On June 1st, GitHub moved to usage based billing for its Copilot services.
This comes on the heels of Anthropic banning third party clients, Microsoft cancelling internal Claude subscriptions, and providers migrating to more opaque pricing schemes:
*The usage limits for local messages and cloud tasks share a five-hour window. Additional weekly limits may apply. For Enterprise/Edu users, there are no fixed rate limits—usage scales with credits. Enterprise and Edu plans without flexible pricing have the same per-seat usage limits as Plus for most features
The Time for the Local Model is Now
I prefer to use local models for most of my workloads and build up to remote models where necessary. While I encourage technology democratization and sovereignty where possible already, the FinOps benefits of local AI tooling are rapidly growing against the high end SOTA models.
Based on my current electric billing at $0.19 per kWh, I can get as many tokens as I can process for $1.48 a day, assuming an uninterrupted daily workload at 100% utilization. (I can guarantee this doesn't happen.) This conveniently ignores the price of hardware today, but if you have some capable hardware on hand, what are you waiting for?

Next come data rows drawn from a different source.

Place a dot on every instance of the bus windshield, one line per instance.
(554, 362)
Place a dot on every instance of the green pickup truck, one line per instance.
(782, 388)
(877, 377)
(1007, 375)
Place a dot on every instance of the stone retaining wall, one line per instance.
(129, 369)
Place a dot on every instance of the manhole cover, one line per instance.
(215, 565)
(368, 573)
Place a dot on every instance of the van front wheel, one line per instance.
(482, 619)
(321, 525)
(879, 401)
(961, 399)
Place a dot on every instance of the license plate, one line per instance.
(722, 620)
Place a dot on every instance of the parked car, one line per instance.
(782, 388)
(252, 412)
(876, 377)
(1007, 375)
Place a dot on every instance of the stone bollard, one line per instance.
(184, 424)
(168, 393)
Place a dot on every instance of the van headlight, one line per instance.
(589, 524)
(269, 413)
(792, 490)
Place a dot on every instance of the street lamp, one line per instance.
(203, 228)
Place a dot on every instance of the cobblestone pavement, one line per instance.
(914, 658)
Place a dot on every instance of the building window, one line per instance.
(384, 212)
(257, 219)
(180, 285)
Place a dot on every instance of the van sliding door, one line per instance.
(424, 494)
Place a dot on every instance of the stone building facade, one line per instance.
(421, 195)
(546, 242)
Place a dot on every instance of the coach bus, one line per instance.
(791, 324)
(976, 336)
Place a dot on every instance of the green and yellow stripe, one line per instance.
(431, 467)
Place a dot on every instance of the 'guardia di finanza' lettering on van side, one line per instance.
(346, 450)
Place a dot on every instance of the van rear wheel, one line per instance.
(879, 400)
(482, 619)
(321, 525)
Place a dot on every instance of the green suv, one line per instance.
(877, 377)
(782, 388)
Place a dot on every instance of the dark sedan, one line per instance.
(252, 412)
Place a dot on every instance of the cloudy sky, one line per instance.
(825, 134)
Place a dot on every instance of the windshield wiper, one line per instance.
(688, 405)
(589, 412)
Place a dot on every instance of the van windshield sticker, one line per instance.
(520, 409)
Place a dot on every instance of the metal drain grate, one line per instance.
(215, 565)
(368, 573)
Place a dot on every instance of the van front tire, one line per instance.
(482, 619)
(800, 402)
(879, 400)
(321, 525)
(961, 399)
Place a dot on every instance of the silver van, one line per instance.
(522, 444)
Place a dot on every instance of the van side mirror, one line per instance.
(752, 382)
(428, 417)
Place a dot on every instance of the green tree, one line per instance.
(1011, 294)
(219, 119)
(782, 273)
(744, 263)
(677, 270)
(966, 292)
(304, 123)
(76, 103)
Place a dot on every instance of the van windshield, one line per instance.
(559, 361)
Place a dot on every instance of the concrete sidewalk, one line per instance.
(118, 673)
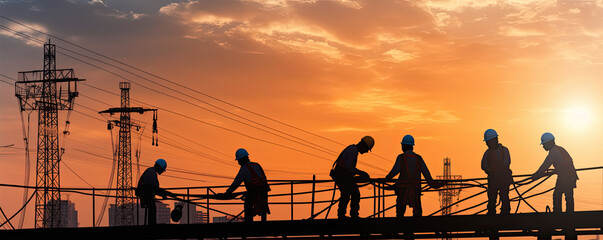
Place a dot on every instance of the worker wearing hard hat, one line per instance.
(565, 170)
(148, 187)
(410, 166)
(256, 197)
(343, 172)
(496, 163)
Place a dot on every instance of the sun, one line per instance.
(578, 117)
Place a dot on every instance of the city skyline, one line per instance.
(443, 71)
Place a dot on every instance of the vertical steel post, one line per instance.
(291, 200)
(313, 193)
(375, 199)
(93, 207)
(207, 205)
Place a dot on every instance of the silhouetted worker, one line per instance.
(495, 163)
(410, 166)
(256, 197)
(565, 170)
(343, 172)
(148, 187)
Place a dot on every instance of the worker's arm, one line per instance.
(507, 157)
(485, 165)
(395, 170)
(548, 161)
(425, 171)
(237, 181)
(350, 159)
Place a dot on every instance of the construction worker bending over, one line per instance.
(343, 172)
(410, 166)
(565, 170)
(148, 187)
(495, 163)
(256, 197)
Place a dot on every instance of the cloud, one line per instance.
(398, 56)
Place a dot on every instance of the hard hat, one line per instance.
(369, 141)
(241, 153)
(547, 136)
(408, 140)
(489, 134)
(162, 163)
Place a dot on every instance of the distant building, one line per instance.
(68, 215)
(202, 217)
(225, 219)
(163, 214)
(194, 215)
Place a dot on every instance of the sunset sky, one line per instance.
(441, 70)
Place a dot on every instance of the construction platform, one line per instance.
(541, 225)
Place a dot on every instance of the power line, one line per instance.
(199, 92)
(172, 82)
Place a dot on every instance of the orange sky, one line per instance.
(443, 71)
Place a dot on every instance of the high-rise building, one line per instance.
(202, 217)
(225, 219)
(191, 215)
(68, 214)
(163, 214)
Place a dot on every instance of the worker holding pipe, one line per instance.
(496, 163)
(343, 172)
(256, 197)
(148, 187)
(565, 170)
(410, 166)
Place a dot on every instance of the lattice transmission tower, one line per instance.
(48, 91)
(124, 202)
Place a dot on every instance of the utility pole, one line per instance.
(124, 202)
(448, 191)
(47, 91)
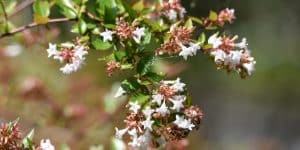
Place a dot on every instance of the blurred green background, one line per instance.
(259, 113)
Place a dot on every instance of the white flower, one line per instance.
(145, 139)
(80, 52)
(189, 51)
(134, 106)
(52, 50)
(107, 35)
(183, 123)
(219, 56)
(136, 142)
(138, 33)
(70, 68)
(242, 44)
(194, 47)
(177, 102)
(120, 133)
(250, 67)
(148, 112)
(178, 86)
(76, 61)
(215, 41)
(46, 145)
(185, 52)
(118, 144)
(233, 59)
(163, 109)
(182, 12)
(157, 98)
(172, 15)
(133, 133)
(120, 92)
(231, 10)
(148, 123)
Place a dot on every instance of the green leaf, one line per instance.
(213, 16)
(28, 140)
(41, 10)
(105, 4)
(145, 64)
(130, 85)
(131, 12)
(67, 8)
(99, 44)
(154, 77)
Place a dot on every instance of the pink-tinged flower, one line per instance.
(233, 59)
(215, 41)
(157, 98)
(148, 112)
(163, 109)
(134, 107)
(119, 133)
(138, 33)
(120, 92)
(107, 35)
(46, 145)
(52, 50)
(243, 44)
(178, 102)
(148, 124)
(183, 123)
(219, 56)
(178, 85)
(226, 15)
(250, 67)
(189, 51)
(72, 55)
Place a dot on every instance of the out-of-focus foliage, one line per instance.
(261, 112)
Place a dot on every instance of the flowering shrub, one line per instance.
(135, 36)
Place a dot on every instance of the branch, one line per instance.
(20, 7)
(5, 15)
(32, 25)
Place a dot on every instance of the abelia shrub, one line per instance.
(135, 36)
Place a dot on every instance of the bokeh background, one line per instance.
(259, 113)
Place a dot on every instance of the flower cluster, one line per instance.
(224, 16)
(10, 139)
(72, 54)
(173, 10)
(9, 136)
(45, 145)
(165, 116)
(124, 31)
(232, 56)
(180, 43)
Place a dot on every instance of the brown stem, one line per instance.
(20, 7)
(5, 15)
(32, 25)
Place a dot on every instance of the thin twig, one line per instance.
(5, 15)
(32, 25)
(20, 7)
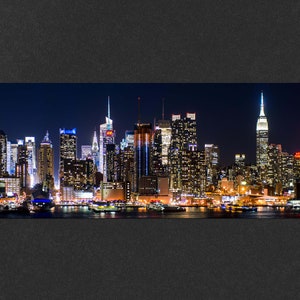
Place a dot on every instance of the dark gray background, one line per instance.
(149, 41)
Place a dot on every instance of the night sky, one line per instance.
(226, 113)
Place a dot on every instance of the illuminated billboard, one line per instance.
(297, 155)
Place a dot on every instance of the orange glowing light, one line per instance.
(109, 133)
(297, 155)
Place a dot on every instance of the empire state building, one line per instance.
(262, 137)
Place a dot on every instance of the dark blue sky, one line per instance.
(226, 113)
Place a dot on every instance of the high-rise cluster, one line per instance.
(152, 160)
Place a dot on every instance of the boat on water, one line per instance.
(105, 206)
(239, 208)
(41, 204)
(14, 208)
(161, 207)
(293, 206)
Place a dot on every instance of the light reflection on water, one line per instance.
(75, 212)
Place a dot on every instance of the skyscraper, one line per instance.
(31, 156)
(142, 152)
(67, 149)
(183, 140)
(3, 153)
(46, 163)
(262, 137)
(107, 136)
(95, 151)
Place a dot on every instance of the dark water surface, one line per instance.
(191, 212)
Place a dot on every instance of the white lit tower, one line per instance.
(107, 136)
(31, 156)
(161, 145)
(95, 150)
(262, 133)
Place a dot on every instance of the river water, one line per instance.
(191, 212)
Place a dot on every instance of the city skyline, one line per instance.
(226, 114)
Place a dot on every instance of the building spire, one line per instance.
(108, 107)
(95, 146)
(262, 112)
(46, 138)
(139, 110)
(163, 108)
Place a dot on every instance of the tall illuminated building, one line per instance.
(107, 136)
(86, 152)
(183, 140)
(3, 153)
(67, 150)
(262, 137)
(46, 163)
(212, 160)
(22, 165)
(31, 156)
(142, 152)
(95, 151)
(12, 157)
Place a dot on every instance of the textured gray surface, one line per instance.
(149, 41)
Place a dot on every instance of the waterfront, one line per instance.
(82, 212)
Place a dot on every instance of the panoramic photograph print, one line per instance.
(149, 150)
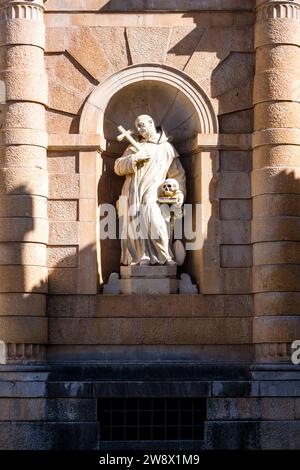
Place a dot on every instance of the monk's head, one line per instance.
(145, 126)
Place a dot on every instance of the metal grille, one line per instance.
(151, 419)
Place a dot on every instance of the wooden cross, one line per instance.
(127, 135)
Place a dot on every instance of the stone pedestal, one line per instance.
(149, 280)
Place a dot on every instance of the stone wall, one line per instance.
(215, 49)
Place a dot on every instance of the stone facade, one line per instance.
(223, 78)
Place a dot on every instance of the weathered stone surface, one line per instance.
(70, 389)
(63, 280)
(113, 41)
(20, 304)
(280, 435)
(232, 435)
(71, 409)
(234, 185)
(148, 44)
(62, 98)
(235, 161)
(62, 257)
(233, 71)
(62, 162)
(49, 436)
(212, 49)
(62, 70)
(62, 186)
(23, 330)
(235, 209)
(237, 233)
(240, 121)
(183, 42)
(62, 210)
(83, 45)
(149, 331)
(63, 233)
(32, 254)
(236, 256)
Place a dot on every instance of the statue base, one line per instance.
(155, 280)
(149, 280)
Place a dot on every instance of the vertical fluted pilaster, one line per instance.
(275, 179)
(23, 181)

At my highest monthly utilization, I managed to push ~$0.74/day. Not bad, and far cheaper than Claude Opus.
Tempering Expectations
Any model worth running on the edge comes with compromises. Estimates place ChatGPT 5.5 at ~1.5 trillion parameters and most likely at bf16 or greater precision. You're not going to run that at home. (Or if you are, contact me so I can be gifted your hand-me-down parts.)

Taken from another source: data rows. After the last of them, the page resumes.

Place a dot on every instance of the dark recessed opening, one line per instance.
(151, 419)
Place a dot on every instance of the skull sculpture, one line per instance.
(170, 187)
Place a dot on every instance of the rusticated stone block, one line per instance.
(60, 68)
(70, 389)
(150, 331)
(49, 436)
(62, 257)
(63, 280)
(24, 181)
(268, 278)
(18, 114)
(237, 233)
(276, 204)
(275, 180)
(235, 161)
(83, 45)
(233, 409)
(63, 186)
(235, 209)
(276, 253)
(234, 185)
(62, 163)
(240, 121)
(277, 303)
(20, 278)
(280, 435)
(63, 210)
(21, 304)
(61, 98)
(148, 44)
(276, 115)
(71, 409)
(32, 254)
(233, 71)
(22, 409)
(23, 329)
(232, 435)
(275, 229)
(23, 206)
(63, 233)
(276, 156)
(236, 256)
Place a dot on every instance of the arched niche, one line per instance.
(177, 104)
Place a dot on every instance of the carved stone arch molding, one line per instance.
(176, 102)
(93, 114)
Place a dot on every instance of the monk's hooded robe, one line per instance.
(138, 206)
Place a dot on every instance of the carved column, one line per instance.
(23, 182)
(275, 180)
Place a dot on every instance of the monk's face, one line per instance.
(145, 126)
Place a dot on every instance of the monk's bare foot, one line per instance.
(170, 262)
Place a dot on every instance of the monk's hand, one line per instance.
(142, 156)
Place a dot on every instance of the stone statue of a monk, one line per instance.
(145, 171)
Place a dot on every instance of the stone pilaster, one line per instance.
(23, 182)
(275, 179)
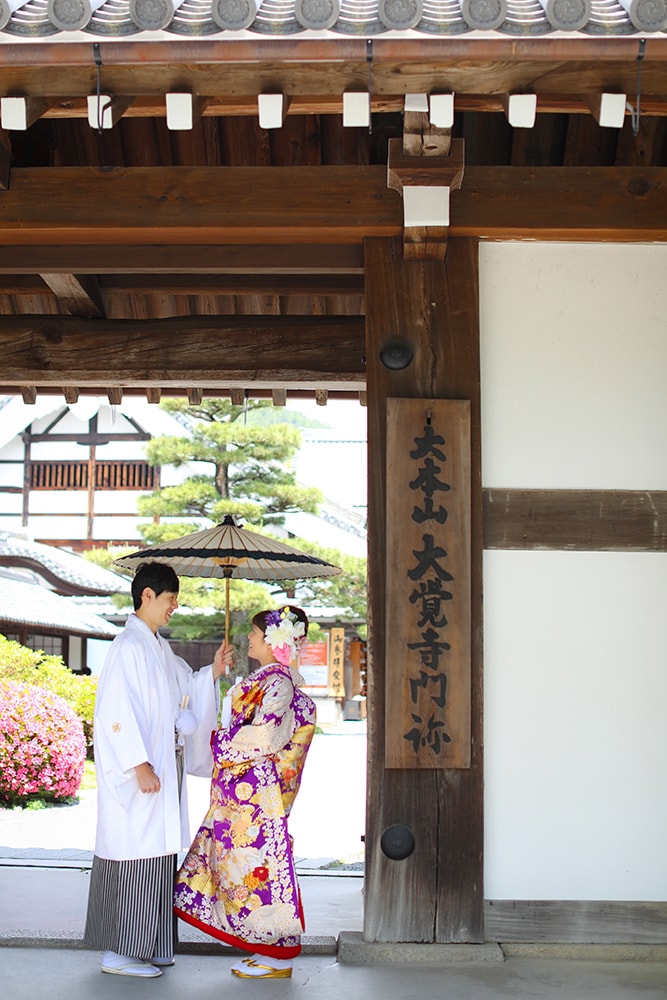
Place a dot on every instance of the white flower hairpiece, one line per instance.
(284, 634)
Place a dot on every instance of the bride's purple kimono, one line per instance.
(238, 881)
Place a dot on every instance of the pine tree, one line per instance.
(237, 467)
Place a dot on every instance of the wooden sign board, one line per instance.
(314, 664)
(336, 663)
(428, 646)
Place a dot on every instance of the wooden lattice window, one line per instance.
(108, 476)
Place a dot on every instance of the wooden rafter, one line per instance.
(233, 72)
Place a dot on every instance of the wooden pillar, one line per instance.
(436, 893)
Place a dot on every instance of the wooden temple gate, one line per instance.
(404, 336)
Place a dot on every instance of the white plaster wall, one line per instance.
(574, 359)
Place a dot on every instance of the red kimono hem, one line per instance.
(270, 950)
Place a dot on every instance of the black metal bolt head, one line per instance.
(397, 842)
(396, 354)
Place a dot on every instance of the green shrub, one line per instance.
(18, 663)
(42, 746)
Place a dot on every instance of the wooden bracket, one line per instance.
(424, 182)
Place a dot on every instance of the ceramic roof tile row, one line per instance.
(33, 606)
(66, 566)
(370, 18)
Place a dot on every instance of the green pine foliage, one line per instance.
(238, 467)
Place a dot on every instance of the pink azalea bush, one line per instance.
(18, 663)
(42, 745)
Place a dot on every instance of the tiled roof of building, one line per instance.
(64, 571)
(330, 18)
(31, 605)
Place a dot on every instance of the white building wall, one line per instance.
(574, 356)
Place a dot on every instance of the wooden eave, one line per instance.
(230, 258)
(314, 73)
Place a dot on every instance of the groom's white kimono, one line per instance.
(138, 700)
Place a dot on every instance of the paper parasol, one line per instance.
(230, 551)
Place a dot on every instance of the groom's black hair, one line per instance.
(158, 576)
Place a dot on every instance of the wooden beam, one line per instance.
(278, 205)
(577, 520)
(197, 205)
(242, 284)
(238, 106)
(78, 294)
(215, 67)
(331, 262)
(197, 352)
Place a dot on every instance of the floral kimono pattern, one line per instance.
(238, 881)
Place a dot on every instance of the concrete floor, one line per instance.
(66, 974)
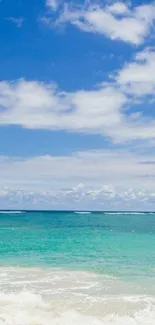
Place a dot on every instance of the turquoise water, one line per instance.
(116, 244)
(65, 268)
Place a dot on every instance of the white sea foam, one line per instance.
(45, 296)
(82, 212)
(30, 309)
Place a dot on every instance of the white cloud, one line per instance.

The models below are distilled to ~30 billion parameters and below at Q4 (4-bit) quantization, which is typical for the local model scene.
One-shot solutions will be fewer and further between, you may have to prompt the model to continue working more often, you may have to correct the model more often, and context management is a must - but you can still be productive with local models.
Current Favorites
Let's meet the contenders.
| Model | Type | Intelligence Index | Release Date |
|---|---|---|---|
| GLM 4.7 Flash 30b a3b | MoE | 30 | 2026-01-19 |
| Qwen3.6 27b | Dense | 46 | 2026-04-22 |
| Qwen3.6 35b a3b | MoE | 43 | 2026-04-22 |
| Gemma 4 26b a4b | MoE | 31 | 2026-04-16 |
| Gemma 4 31b | Dense | 39 | 2026-04-16 |
| Gemma 4 12b | Dense | N/A | 2026-06-03 |
| Gemma 4 12b QAT | Dense | N/A | 2026-06-05 |
(Gemma 4 12b is currently being evaluated at the time of writing.)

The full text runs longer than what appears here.